Overview
Qwen2.5-Coder-32B-Instruct is the largest model in Alibaba's Qwen2.5-Coder series, a line of code-specialized LLMs formerly known as CodeQwen. The series spans six sizes from 0.5B to 32B; this 32.5B instruction-tuned model is the flagship. It was built on the Qwen2.5 base and trained on 5.5 trillion tokens spanning source code, text-code grounding data, and synthetic data. The architecture is a causal transformer with RoPE, SwiGLU, RMSNorm, GQA attention (40 query heads, 8 key/value heads), and 64 layers.
What it is good at
At release it was the strongest open-source code model, with coding ability Qwen reports as comparable to GPT-4o. It leads open models on EvalPlus, LiveCodeBench, and BigCodeBench, scores 73.7 on the Aider code-repair benchmark, and reaches 65.9 on McEval across more than 40 programming languages. Beyond raw generation it handles code reasoning and code fixing, and it keeps the math and general reasoning strengths of the Qwen2.5 base, which makes it a practical backbone for code agents.
Running locally
The dense 32B model runs on a single 24 GB GPU such as an RTX 3090 or 4090 at 4-bit quantization. Full BF16 inference needs roughly 65 GB and usually two cards.
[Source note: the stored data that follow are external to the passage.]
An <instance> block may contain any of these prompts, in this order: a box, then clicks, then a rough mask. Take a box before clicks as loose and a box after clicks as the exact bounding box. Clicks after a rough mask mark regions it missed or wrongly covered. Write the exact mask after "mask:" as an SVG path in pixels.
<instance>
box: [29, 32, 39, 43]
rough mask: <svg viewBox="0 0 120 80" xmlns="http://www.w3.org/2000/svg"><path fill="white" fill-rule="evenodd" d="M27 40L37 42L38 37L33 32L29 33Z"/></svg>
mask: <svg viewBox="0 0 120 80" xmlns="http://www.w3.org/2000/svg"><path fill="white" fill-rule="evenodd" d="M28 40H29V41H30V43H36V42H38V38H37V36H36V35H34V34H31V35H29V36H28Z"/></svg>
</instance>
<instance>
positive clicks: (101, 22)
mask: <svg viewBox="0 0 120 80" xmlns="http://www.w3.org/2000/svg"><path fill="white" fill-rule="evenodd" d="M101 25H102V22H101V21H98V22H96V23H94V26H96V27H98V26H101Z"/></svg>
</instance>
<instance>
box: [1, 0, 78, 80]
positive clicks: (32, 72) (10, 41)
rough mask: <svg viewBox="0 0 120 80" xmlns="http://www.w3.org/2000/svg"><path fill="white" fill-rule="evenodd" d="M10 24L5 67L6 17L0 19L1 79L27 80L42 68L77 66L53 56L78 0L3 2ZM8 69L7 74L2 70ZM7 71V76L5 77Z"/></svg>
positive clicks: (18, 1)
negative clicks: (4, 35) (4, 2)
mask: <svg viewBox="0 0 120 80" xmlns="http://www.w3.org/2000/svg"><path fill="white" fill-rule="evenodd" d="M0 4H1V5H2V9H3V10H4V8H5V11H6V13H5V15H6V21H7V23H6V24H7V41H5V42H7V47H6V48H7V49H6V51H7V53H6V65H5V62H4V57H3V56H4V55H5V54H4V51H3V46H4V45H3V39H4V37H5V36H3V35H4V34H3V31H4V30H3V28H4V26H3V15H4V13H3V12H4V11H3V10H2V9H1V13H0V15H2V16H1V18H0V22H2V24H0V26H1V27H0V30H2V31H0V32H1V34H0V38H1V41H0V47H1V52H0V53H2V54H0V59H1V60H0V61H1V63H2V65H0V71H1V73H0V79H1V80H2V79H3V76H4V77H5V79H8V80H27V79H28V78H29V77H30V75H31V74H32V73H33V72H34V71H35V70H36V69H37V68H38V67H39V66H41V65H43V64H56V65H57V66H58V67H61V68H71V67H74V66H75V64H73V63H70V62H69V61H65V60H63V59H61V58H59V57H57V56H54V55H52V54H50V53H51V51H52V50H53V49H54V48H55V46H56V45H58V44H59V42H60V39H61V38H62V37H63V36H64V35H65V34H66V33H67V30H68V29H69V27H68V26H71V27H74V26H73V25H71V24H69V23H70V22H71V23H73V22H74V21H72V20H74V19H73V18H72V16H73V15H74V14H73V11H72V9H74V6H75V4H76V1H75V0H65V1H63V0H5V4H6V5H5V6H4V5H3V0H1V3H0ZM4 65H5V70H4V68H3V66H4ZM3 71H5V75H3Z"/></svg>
There are over a hundred community quantizations in GGUF, AWQ, and GPTQ formats, so it also runs on Apple Silicon Macs with 32 GB or more of unified memory through llama.cpp or Ollama. For long-context work past 32K tokens you enable YaRN rope scaling in config.json; Qwen recommends turning it on only when needed, since static YaRN can reduce quality on short inputs. vLLM is the recommended high-throughput serving framework.
License
The model is released under Apache 2.0. That permits commercial use, modification, and redistribution, and only requires preserving the license and attribution notices. There is no separate acceptable-use addendum, which makes it straightforward to embed in commercial products.